Do Patents Facilitate Financing in the Software Industry?

Ronald J. Mann, Columbia Law School

Abstract

This paper is the first part of a wide-ranging study of the role of intellectual property in the software industry. Unlike previous papers that focus primarily on software patents – which generally are held by firms that are not software firms – this Article provides a thorough and contextually grounded description of the role that patents play in the software industry itself.

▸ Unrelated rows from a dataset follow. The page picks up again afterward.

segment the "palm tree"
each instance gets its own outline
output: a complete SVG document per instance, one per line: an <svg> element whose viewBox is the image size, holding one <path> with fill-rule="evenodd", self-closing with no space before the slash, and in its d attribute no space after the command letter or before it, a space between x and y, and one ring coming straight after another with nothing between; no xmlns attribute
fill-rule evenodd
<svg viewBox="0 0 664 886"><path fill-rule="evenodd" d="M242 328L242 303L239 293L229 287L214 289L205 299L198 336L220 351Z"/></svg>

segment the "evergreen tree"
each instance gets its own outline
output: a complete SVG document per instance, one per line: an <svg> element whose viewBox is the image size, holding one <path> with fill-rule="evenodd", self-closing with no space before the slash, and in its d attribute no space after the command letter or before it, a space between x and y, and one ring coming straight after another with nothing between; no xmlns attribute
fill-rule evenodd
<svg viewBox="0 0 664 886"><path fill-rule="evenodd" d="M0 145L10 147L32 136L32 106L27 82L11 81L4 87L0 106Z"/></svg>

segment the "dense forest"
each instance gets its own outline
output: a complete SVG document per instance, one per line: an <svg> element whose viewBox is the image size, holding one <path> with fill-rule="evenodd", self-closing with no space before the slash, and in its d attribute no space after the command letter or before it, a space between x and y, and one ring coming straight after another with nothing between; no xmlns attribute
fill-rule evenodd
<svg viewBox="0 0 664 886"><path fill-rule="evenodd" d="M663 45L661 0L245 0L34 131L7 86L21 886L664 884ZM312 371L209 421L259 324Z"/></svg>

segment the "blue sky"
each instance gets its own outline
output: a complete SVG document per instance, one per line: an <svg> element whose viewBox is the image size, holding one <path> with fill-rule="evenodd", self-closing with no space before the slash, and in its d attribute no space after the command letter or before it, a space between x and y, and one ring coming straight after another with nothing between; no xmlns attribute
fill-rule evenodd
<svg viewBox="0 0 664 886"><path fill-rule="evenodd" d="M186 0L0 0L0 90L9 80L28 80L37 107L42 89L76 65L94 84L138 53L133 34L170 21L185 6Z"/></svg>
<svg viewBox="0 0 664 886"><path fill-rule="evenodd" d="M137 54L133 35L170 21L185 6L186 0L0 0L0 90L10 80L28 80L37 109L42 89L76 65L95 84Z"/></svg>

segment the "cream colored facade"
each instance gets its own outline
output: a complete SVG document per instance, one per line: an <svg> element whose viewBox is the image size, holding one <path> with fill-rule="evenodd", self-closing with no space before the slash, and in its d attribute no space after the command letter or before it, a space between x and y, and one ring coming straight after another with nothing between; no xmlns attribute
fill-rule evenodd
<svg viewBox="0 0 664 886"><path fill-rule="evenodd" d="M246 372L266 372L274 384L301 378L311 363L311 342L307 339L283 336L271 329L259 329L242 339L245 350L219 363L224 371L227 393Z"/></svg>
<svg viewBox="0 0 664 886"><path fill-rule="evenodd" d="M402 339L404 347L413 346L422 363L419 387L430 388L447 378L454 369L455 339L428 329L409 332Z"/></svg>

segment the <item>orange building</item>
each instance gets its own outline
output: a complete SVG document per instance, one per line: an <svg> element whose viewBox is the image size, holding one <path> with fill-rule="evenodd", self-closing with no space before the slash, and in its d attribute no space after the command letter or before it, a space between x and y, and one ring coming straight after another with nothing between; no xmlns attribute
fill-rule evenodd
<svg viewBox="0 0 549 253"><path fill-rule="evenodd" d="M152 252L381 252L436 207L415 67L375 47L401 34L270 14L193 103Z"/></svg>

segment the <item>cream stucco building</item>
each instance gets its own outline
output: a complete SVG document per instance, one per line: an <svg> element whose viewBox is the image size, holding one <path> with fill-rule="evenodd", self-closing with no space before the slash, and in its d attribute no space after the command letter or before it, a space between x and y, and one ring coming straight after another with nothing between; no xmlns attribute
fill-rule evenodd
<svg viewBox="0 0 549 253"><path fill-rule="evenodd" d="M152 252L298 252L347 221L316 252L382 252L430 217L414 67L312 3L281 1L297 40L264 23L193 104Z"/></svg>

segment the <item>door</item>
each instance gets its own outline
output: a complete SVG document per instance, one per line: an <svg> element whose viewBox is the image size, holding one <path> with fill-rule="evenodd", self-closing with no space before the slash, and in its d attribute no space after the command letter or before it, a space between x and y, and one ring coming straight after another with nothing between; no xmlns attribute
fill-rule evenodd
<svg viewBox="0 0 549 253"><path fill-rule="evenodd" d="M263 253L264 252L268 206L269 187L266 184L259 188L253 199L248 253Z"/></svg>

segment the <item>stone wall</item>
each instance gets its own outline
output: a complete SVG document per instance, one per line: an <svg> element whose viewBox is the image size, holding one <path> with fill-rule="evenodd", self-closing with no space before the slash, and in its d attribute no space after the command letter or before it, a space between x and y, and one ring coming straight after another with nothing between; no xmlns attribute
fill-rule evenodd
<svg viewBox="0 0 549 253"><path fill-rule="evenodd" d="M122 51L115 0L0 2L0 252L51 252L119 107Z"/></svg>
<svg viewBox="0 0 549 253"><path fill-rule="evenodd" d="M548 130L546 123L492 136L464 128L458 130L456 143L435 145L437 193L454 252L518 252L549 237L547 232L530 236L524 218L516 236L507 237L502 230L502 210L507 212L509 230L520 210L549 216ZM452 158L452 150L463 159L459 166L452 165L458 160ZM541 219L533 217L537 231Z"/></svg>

The bulk of the Article considers the pros and cons of patents in the software industry. The Article starts by emphasizing the difficulties that prerevenue startups face in obtaining any value from patents. Litigation to enforce patents is impractical for those firms. Efforts to obtain patents divert the firm's focus from the central task of designing and deploying a product, and the benefits of excluding competitors are limited for firms that cannot themselves exploit the relevant technology. Once the firm is larger, a number of potential benefits appear. First, despite concerns that patents are not effective to appropriate innovation in the software industry, a substantial number of software startups do have patents of sufficient strength to exclude competitors. That important finding, taken with the fact that the principal targets of those patents are much larger firms, suggests patents are more beneficial to small firms than to large firms. The Article then considers indirect effects related to the use of patents in cross-licensing transactions and in providing information about the firm. The first benefit may be substantial to firms that obtain patents, but the Article dismisses use in cross licensing as a net benefit to the industry: absent some other benefit, all firms would be better off saving the costs of obtaining patents. The information benefits, in contrast, seem to be net improvements in the system of innovation. The central question, which I do not attempt to answer here, is whether those benefits are sufficiently substantial to justify the costs of obtaining the patents.

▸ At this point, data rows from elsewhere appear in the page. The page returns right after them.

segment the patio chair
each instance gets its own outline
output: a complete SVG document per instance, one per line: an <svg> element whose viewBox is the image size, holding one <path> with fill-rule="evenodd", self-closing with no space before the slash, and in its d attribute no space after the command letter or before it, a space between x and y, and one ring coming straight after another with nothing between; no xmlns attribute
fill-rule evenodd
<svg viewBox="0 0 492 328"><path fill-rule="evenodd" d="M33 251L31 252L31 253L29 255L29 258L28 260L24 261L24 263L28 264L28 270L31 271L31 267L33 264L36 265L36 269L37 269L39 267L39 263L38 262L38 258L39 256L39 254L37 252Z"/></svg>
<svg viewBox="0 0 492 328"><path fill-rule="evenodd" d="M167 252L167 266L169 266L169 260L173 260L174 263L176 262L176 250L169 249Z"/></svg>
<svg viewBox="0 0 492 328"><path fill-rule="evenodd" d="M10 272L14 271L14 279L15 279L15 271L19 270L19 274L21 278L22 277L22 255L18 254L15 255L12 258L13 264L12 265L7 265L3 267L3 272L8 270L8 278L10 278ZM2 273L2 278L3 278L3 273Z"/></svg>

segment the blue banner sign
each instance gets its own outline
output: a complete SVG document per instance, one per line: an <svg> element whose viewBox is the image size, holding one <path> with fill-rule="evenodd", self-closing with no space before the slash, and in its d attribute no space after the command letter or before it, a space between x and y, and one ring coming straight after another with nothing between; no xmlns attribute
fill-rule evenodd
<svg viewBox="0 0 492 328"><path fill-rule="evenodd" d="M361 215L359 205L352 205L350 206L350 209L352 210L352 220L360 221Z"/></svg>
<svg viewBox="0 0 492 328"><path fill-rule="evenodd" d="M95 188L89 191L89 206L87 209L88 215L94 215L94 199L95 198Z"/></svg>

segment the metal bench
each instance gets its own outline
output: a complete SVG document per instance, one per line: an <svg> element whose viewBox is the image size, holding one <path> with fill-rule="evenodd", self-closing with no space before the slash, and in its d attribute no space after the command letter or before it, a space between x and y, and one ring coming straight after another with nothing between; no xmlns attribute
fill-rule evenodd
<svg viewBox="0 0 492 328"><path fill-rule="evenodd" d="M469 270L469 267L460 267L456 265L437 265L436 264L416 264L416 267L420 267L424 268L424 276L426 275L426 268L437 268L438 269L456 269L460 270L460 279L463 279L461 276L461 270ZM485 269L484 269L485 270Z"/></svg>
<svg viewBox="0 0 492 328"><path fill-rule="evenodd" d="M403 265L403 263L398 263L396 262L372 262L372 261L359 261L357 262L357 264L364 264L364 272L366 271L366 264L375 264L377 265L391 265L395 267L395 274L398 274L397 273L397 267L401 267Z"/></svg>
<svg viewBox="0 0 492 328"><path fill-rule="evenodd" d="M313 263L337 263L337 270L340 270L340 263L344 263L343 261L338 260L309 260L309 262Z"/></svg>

The Article then turns to the prominent claims that the enforcement of software patents has hindered innovation in the software industry through creation of a patent "thicket." The Article rejects those claims for two broad reasons. First, notwithstanding the empirical analysis of R&D spending in papers by Bessen, Maskin, and Hunt, direct evidence of high R&D spending in the software industry undermines claims that software patents cause firms to reduce R&D spending. Second, the actual structure and practices of the industry belie any claim of a patent thicket. Relying on interviews that I conducted and publicly available information, I show that the development of young firms in the software industry is not significantly constrained by the existence of large patent portfolios in the hands of incumbent firms.

The Article also contextualizes the role of patents by examining the relatively weak protections that copyright and trade secret can afford. At bottom, neither of those systems can provide a useful mechanism that would allow small firms to appropriate the values of their inventions. If such protection is a significant positive benefit of the patent system, it is equally true that neither copyrights nor trade secrets are contributing (or can contribute) significantly in that respect, however useful they might be in other roles (such as preventing piracy).

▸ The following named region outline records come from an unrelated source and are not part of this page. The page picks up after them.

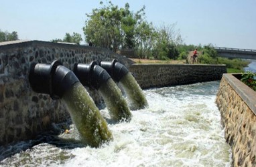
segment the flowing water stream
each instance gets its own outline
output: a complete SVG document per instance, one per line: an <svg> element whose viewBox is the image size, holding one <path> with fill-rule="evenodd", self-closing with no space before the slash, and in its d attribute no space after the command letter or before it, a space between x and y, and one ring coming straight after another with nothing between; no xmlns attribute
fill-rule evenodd
<svg viewBox="0 0 256 167"><path fill-rule="evenodd" d="M219 81L143 90L149 107L129 122L109 123L114 140L101 148L70 133L0 148L2 166L231 166L220 112ZM107 120L107 108L101 110ZM61 128L62 124L56 125Z"/></svg>

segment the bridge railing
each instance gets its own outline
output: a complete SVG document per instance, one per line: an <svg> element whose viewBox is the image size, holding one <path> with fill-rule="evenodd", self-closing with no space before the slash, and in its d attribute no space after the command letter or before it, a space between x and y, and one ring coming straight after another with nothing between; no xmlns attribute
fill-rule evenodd
<svg viewBox="0 0 256 167"><path fill-rule="evenodd" d="M213 48L215 49L222 49L222 50L247 51L256 52L255 49L238 49L238 48L223 47L213 47Z"/></svg>

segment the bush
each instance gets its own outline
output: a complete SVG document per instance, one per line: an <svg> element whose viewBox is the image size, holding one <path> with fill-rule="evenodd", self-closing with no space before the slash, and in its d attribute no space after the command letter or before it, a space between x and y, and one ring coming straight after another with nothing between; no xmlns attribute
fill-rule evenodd
<svg viewBox="0 0 256 167"><path fill-rule="evenodd" d="M184 51L182 53L180 53L177 59L178 60L186 59L187 57L188 57L188 53L186 51Z"/></svg>
<svg viewBox="0 0 256 167"><path fill-rule="evenodd" d="M204 53L198 56L198 62L205 64L216 64L216 61L212 57L210 56L208 53Z"/></svg>

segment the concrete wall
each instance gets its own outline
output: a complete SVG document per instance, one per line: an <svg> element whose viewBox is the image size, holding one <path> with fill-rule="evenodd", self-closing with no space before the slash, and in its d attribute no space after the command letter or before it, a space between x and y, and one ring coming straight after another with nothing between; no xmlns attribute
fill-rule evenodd
<svg viewBox="0 0 256 167"><path fill-rule="evenodd" d="M133 62L109 50L44 41L0 43L0 144L31 139L51 129L53 122L70 118L64 104L49 95L34 92L28 81L30 65L51 63L59 59L72 69L74 63L112 61L125 65L142 88L187 84L220 79L225 65L132 65ZM86 88L96 104L99 94Z"/></svg>
<svg viewBox="0 0 256 167"><path fill-rule="evenodd" d="M256 166L256 92L224 74L216 100L234 166Z"/></svg>
<svg viewBox="0 0 256 167"><path fill-rule="evenodd" d="M129 68L141 88L220 80L224 65L133 64Z"/></svg>

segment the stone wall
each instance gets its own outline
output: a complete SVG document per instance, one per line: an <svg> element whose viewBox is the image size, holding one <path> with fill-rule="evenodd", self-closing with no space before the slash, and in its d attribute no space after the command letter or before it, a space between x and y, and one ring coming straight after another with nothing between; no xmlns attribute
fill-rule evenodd
<svg viewBox="0 0 256 167"><path fill-rule="evenodd" d="M216 100L234 166L256 166L256 92L224 74Z"/></svg>
<svg viewBox="0 0 256 167"><path fill-rule="evenodd" d="M70 118L61 100L32 91L28 74L32 63L50 64L59 59L72 69L74 63L116 58L129 66L128 59L105 49L39 41L0 43L0 145L33 138L52 122ZM101 98L88 90L97 102Z"/></svg>
<svg viewBox="0 0 256 167"><path fill-rule="evenodd" d="M133 64L129 70L141 88L220 80L225 65Z"/></svg>
<svg viewBox="0 0 256 167"><path fill-rule="evenodd" d="M39 41L0 43L0 144L33 138L50 130L52 123L70 118L60 100L31 90L31 63L59 59L72 69L75 63L114 58L129 69L142 88L219 80L226 72L225 65L132 65L124 56L94 47ZM102 102L96 91L86 88L97 104Z"/></svg>

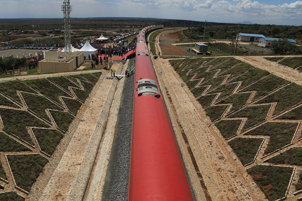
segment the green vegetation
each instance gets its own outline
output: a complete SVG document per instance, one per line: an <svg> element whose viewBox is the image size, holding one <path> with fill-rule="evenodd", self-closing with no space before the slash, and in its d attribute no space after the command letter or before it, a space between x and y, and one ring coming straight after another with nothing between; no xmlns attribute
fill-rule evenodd
<svg viewBox="0 0 302 201"><path fill-rule="evenodd" d="M210 106L205 109L207 115L212 120L215 120L221 118L229 105L215 105Z"/></svg>
<svg viewBox="0 0 302 201"><path fill-rule="evenodd" d="M19 108L18 105L10 101L4 96L0 95L0 105L14 108Z"/></svg>
<svg viewBox="0 0 302 201"><path fill-rule="evenodd" d="M35 93L34 90L18 80L0 83L0 91L21 104L16 90Z"/></svg>
<svg viewBox="0 0 302 201"><path fill-rule="evenodd" d="M228 144L242 165L246 165L253 161L263 139L236 137Z"/></svg>
<svg viewBox="0 0 302 201"><path fill-rule="evenodd" d="M51 110L50 112L58 127L64 131L67 131L74 117L67 112Z"/></svg>
<svg viewBox="0 0 302 201"><path fill-rule="evenodd" d="M298 124L298 123L268 122L245 134L270 136L269 141L264 151L265 154L268 154L291 143Z"/></svg>
<svg viewBox="0 0 302 201"><path fill-rule="evenodd" d="M266 59L271 61L277 62L279 60L281 60L284 58L283 57L265 57L264 58Z"/></svg>
<svg viewBox="0 0 302 201"><path fill-rule="evenodd" d="M72 90L77 97L83 102L85 102L85 100L89 96L89 94L85 91L76 88L72 88Z"/></svg>
<svg viewBox="0 0 302 201"><path fill-rule="evenodd" d="M31 150L4 133L0 132L0 152L29 151Z"/></svg>
<svg viewBox="0 0 302 201"><path fill-rule="evenodd" d="M277 115L302 102L302 86L291 83L289 85L268 96L257 104L278 102L273 115Z"/></svg>
<svg viewBox="0 0 302 201"><path fill-rule="evenodd" d="M217 58L217 59L215 59L214 60L214 61L218 61L220 60L221 61L223 61L223 60L224 60L225 61L225 58L229 58L230 59L226 61L220 65L218 66L216 66L213 68L211 68L211 70L212 71L213 70L216 70L217 69L221 69L221 71L220 72L223 72L227 70L230 69L233 66L236 64L237 64L238 63L240 63L242 62L238 60L238 59L236 59L234 58L233 57L220 57ZM222 60L222 61L221 61ZM211 62L210 62L210 63ZM220 63L221 61L219 62L219 63Z"/></svg>
<svg viewBox="0 0 302 201"><path fill-rule="evenodd" d="M277 118L277 119L302 119L302 106L298 107Z"/></svg>
<svg viewBox="0 0 302 201"><path fill-rule="evenodd" d="M229 112L229 113L230 113L245 105L251 95L251 93L235 93L223 99L219 102L218 104L232 103L233 106Z"/></svg>
<svg viewBox="0 0 302 201"><path fill-rule="evenodd" d="M32 130L41 150L50 156L64 136L56 130L37 128Z"/></svg>
<svg viewBox="0 0 302 201"><path fill-rule="evenodd" d="M254 68L250 64L247 63L241 63L235 67L230 68L228 70L219 74L219 76L230 75L228 78L228 80L230 80L232 78L244 73L249 69Z"/></svg>
<svg viewBox="0 0 302 201"><path fill-rule="evenodd" d="M11 133L32 144L33 142L26 127L49 127L25 111L1 108L0 115L5 131L8 133Z"/></svg>
<svg viewBox="0 0 302 201"><path fill-rule="evenodd" d="M302 71L302 57L286 57L279 62L279 64Z"/></svg>
<svg viewBox="0 0 302 201"><path fill-rule="evenodd" d="M259 80L246 88L241 90L242 92L256 91L254 99L262 97L281 86L288 83L289 81L273 74Z"/></svg>
<svg viewBox="0 0 302 201"><path fill-rule="evenodd" d="M293 147L266 162L274 164L302 166L302 148Z"/></svg>
<svg viewBox="0 0 302 201"><path fill-rule="evenodd" d="M7 177L6 177L6 174L5 174L4 170L3 168L3 167L2 167L2 164L1 164L1 162L0 162L0 177L5 180L7 180Z"/></svg>
<svg viewBox="0 0 302 201"><path fill-rule="evenodd" d="M246 107L228 117L247 118L243 129L245 130L265 121L270 107L270 105L267 105Z"/></svg>
<svg viewBox="0 0 302 201"><path fill-rule="evenodd" d="M203 96L198 98L197 100L203 108L205 108L211 105L213 100L217 96L217 94Z"/></svg>
<svg viewBox="0 0 302 201"><path fill-rule="evenodd" d="M247 172L269 200L275 200L285 196L293 172L291 168L257 165Z"/></svg>
<svg viewBox="0 0 302 201"><path fill-rule="evenodd" d="M46 108L63 110L44 96L27 93L21 94L28 109L47 120L49 121L49 118L45 111Z"/></svg>
<svg viewBox="0 0 302 201"><path fill-rule="evenodd" d="M208 90L209 90L221 84L222 82L223 81L223 80L225 79L226 77L226 76L212 78L206 82L203 82L202 84L201 85L201 86L206 86L210 85L210 87L208 89Z"/></svg>
<svg viewBox="0 0 302 201"><path fill-rule="evenodd" d="M0 200L24 201L24 198L14 191L0 194Z"/></svg>
<svg viewBox="0 0 302 201"><path fill-rule="evenodd" d="M63 101L65 103L68 110L75 115L76 115L79 109L82 104L77 100L65 98L63 98Z"/></svg>
<svg viewBox="0 0 302 201"><path fill-rule="evenodd" d="M191 81L189 81L189 82L187 84L187 85L188 85L188 87L189 89L192 89L193 88L196 86L196 85L199 82L199 81L201 80L201 79L200 79L199 80L193 80Z"/></svg>
<svg viewBox="0 0 302 201"><path fill-rule="evenodd" d="M222 120L215 124L224 139L227 140L237 135L242 121L240 119Z"/></svg>
<svg viewBox="0 0 302 201"><path fill-rule="evenodd" d="M31 87L39 91L42 94L47 96L57 103L62 105L59 96L64 96L71 97L68 94L52 84L45 78L37 80L29 80L24 81Z"/></svg>
<svg viewBox="0 0 302 201"><path fill-rule="evenodd" d="M9 155L7 159L17 185L29 191L48 160L40 155Z"/></svg>
<svg viewBox="0 0 302 201"><path fill-rule="evenodd" d="M98 79L95 78L95 77L90 73L82 74L81 74L81 75L82 77L85 78L94 84L95 84L95 83L98 82Z"/></svg>
<svg viewBox="0 0 302 201"><path fill-rule="evenodd" d="M78 86L76 85L73 82L69 81L64 76L59 77L48 77L47 79L55 83L65 89L67 91L69 91L68 87L79 87Z"/></svg>
<svg viewBox="0 0 302 201"><path fill-rule="evenodd" d="M220 93L218 99L221 99L233 93L238 86L238 83L223 84L209 93Z"/></svg>
<svg viewBox="0 0 302 201"><path fill-rule="evenodd" d="M299 175L299 181L295 185L296 190L297 191L302 190L302 173L300 173Z"/></svg>
<svg viewBox="0 0 302 201"><path fill-rule="evenodd" d="M268 71L265 70L258 68L254 68L232 80L232 82L242 81L242 82L239 87L239 88L241 89L269 74Z"/></svg>
<svg viewBox="0 0 302 201"><path fill-rule="evenodd" d="M194 95L195 98L197 98L201 95L207 88L207 86L195 87L191 90L191 92Z"/></svg>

The Article closes by considering critically the possibility of middle-ground responses that would limit patent rights in the industry but not abolish them entirely. First, I criticize a possible registration system that might provide the information benefits discussed in Part III without the costs of excluding competitors. I argue that such an approach would be impractical both because it would be difficult to disentangle the information benefits from the right to control technology and because of my sense that software firms would have an inadequate incentive to participate in such a system. Second, I consider the possibility of special limits on the rights of "trolls," small nonoperating firms formed solely to litigate patents. Trolls serve a useful function as specialized intermediaries and thus in fact may have a positive role in promoting innovation in the industry. Third, I consider the possibility that slight alterations in the patent rules for enablement and disclosure might mitigate the risks that trolls pose to the licensing equilibrium that minimizes the costs of patenting in the software industry.